The Candidate (1972) é uma comédia dramática e sátira política dirigida por Michael Ritchie e estrelada por Robert Redford.

O filme acompanha Bill McKay, um advogado idealista da Califórnia e filho do antigo governador John J. McKay, que fora amplamente popular em sua época. Bill é persuadido por Marvin Luca a disputar uma cadeira no Senado, explorando o prestígio político herdado do pai. Inicialmente relutante, ele aceita com uma única condição: poder falar livremente o que pensa, sem concessões ou filtros.

No começo, suas chances de vitória são mínimas. Paradoxalmente, é justamente sua franqueza — somada à juventude, ao carisma e à aparência — que desperta interesse público e o transforma em uma figura política inesperadamente cativante. No entanto, conforme a campanha ganha força e o sucesso se torna possível, McKay começa a se distanciar de suas convicções originais.

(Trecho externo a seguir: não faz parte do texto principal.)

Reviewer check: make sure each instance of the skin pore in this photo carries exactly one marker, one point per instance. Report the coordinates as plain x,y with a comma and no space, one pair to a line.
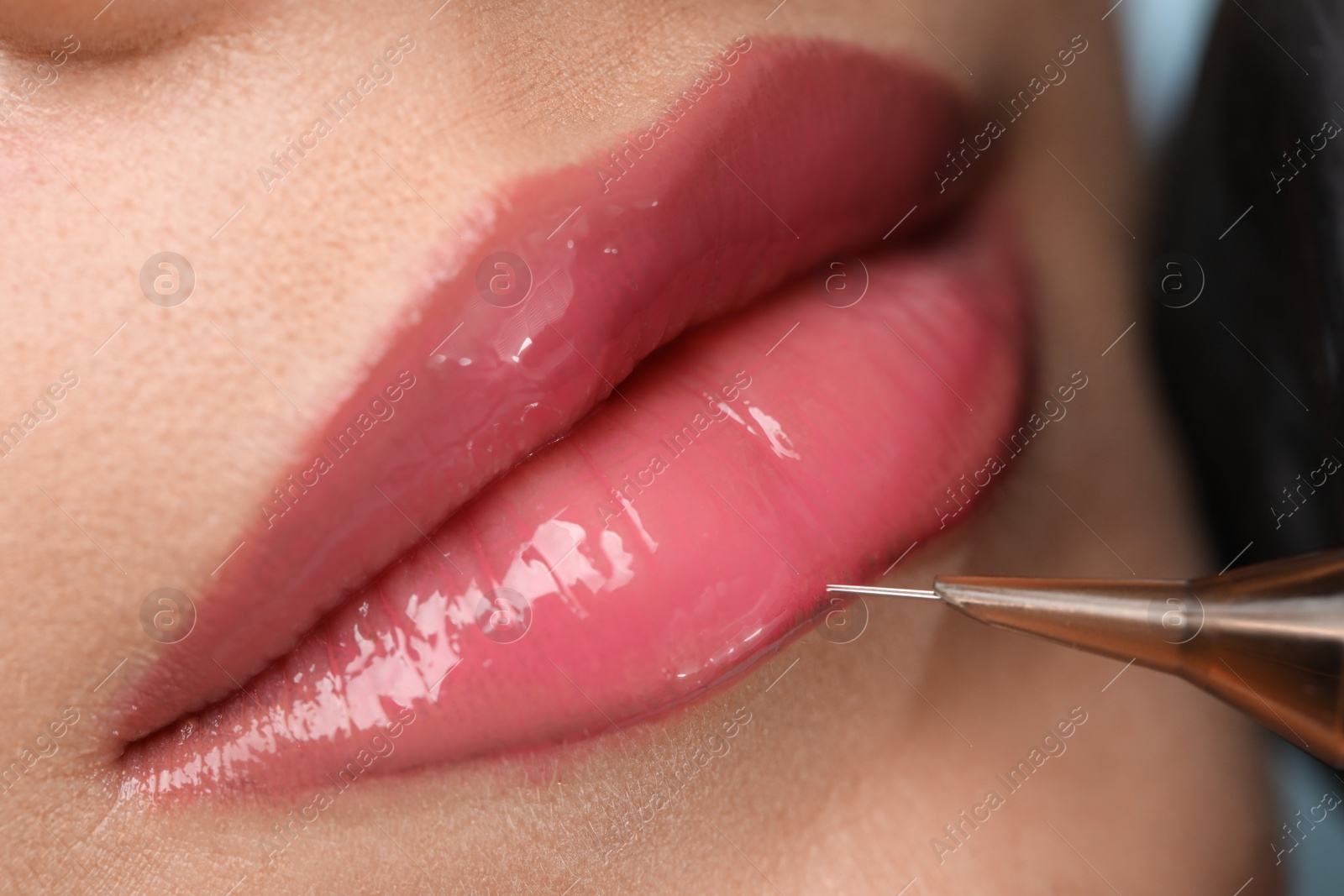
839,773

O processo é sutil, mas progressivo. À medida que seus discursos passam a ser moldados por assessores, slogans e estratégias de marketing, o homem que antes buscava autenticidade torna-se refém da imagem que precisa sustentar. Surge então um duplo dentro do próprio personagem: o Bill McKay real, movido por ideais, e o Bill McKay candidato, uma persona pública calculada e cuidadosamente fabricada.

Essa tensão entre o eu íntimo e o eu público — entre o sujeito e sua máscara — conduz o protagonista a uma espécie de esvaziamento existencial. Sua personalidade se fragmenta, e ele já não consegue distinguir onde termina sua sinceridade e onde começa a performance política. A autenticidade, que antes era seu diferencial, se converte em obstáculo. Assim, o personagem se vê compelido a negociar a própria integridade em troca de aceitação e poder.

Essa trajetória de autodissolução moral e simbólica reflete o dilema estrutural da política moderna: o candidato precisa parecer verdadeiro o suficiente para inspirar confiança, mas moderado o bastante para não assustar o eleitorado. Nesse cálculo, o “eu político” torna-se uma superfície, uma construção imagética adaptável às expectativas de um público volátil.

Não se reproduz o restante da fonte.